The Tax Working Group, which is chaired by Sir Michael Cullen and is developing a report for the Government on the potential future direction of tax policies, is understood to have stopped short of recommending a broad-based capital gains tax.
It is believed to have pushed back any firm recommendation until it publishes its final report in February.
New Zealand Property Investors Federation executive director Andrew King said he was ‘‘surprised but delighted’’.
‘‘We’ve always objected to it, we don’t think it’s the right thing to do,’’ King said.
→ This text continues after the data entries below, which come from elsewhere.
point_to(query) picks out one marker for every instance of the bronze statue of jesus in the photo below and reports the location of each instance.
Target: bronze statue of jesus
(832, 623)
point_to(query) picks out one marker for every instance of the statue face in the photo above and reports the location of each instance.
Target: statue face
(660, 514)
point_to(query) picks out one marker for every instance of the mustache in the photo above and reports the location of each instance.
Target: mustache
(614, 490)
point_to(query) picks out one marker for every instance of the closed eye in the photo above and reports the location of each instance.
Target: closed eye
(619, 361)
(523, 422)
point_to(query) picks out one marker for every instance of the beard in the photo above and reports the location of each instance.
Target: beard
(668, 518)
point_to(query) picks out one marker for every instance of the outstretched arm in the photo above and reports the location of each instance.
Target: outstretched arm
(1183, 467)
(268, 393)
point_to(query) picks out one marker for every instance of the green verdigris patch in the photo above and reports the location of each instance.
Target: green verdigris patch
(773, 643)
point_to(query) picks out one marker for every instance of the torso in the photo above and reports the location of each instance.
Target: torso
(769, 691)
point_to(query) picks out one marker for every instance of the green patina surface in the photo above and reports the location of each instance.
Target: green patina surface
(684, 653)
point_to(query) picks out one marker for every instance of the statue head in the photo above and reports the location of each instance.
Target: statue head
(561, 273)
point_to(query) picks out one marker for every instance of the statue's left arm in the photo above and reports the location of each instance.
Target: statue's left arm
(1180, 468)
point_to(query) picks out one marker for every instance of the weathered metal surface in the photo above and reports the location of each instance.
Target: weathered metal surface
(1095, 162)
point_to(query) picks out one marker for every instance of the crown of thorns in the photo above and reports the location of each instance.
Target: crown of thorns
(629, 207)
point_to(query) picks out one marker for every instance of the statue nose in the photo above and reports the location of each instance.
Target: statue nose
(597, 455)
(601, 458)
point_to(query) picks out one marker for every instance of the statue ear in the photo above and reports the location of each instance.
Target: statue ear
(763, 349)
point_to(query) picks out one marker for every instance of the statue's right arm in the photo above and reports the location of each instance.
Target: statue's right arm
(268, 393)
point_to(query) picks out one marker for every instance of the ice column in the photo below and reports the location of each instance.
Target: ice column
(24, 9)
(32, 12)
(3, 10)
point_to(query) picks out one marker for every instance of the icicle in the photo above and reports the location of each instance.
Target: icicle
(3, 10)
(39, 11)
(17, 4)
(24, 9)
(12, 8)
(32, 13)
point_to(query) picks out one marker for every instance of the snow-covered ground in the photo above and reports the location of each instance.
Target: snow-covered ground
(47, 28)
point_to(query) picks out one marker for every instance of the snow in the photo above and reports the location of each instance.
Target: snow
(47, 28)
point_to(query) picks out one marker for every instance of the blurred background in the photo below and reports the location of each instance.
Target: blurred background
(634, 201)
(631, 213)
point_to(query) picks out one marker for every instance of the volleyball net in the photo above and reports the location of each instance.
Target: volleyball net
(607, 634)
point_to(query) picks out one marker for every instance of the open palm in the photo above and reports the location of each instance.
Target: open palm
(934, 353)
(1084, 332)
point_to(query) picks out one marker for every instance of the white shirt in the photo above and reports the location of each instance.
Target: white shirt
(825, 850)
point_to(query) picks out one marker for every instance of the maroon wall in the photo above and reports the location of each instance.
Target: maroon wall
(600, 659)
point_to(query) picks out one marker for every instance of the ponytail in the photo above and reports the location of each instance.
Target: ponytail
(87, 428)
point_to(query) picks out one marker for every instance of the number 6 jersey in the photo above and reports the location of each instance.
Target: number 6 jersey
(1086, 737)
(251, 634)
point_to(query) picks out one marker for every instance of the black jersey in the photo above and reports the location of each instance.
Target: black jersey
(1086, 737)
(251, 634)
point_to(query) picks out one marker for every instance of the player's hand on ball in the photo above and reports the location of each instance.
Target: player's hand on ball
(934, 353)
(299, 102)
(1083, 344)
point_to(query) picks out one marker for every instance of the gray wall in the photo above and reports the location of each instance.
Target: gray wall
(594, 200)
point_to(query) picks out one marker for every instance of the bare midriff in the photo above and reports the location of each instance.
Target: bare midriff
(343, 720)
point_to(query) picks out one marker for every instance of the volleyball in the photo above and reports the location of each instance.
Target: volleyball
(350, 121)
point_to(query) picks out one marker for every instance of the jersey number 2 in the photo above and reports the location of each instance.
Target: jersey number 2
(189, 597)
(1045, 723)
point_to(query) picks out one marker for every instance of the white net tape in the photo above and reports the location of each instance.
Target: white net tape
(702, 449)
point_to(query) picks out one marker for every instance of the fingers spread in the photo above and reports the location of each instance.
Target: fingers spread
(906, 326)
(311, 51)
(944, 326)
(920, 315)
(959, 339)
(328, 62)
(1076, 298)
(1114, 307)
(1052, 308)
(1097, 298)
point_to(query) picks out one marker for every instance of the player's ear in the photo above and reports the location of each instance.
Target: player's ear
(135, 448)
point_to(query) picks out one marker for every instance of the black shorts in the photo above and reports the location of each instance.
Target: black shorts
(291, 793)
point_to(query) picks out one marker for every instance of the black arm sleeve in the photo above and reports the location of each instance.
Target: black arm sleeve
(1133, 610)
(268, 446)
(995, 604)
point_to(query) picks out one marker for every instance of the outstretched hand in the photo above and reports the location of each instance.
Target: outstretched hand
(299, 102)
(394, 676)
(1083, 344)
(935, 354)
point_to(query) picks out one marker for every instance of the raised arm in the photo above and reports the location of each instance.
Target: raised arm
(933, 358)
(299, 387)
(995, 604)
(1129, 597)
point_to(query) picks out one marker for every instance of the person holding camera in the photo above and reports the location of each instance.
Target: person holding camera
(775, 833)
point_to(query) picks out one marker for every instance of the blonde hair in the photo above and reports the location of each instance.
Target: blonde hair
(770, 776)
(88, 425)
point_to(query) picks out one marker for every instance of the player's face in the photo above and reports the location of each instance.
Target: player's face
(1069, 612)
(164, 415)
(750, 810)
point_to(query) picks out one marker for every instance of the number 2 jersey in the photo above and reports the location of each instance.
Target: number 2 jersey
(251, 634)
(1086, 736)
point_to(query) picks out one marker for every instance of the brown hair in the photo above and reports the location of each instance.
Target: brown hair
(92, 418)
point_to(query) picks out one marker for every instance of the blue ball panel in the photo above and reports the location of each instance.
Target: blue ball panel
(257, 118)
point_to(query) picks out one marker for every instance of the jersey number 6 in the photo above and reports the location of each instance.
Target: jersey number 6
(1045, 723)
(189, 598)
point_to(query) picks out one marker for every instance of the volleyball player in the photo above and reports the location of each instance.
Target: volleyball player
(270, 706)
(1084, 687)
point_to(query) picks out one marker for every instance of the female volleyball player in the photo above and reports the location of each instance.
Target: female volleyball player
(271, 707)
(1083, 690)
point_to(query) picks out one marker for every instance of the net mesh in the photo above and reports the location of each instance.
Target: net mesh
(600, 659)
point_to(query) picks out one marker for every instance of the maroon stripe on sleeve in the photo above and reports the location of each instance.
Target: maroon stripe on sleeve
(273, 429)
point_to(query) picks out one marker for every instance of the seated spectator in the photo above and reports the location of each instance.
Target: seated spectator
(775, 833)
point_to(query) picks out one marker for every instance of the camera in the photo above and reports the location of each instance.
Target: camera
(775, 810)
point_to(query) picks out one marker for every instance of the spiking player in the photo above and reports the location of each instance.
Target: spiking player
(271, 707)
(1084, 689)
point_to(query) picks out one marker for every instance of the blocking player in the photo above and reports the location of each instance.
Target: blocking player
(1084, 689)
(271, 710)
‘‘They’ve argued it’s a way of getting house prices down . . . and potentially that’s true, but they’re forgetting that most first-home buyers are tenants first and we need more rental properties at the moment, not fewer.’’
Another landlord, Peter Lewis, said it would have very little impact on him. ‘‘I have always bought rental property for income and treated any gain in value as a side benefit.’’
Lewis and King said capital gains taxes had not restricted house price inflation in other parts of the world.
Property investor Nick Gentle said he had been unfazed by the prospect of a capital gains tax.
‘‘Being a landlord is about more than capital gains – investors should be focusing also on cashflow and looking to provide quality accommodation. I think introducing a capital gains tax would be horrendously complex and expensive.’’
The Australian experience showed introducing such a tax might just move money to accountants and tax lawyers, he said.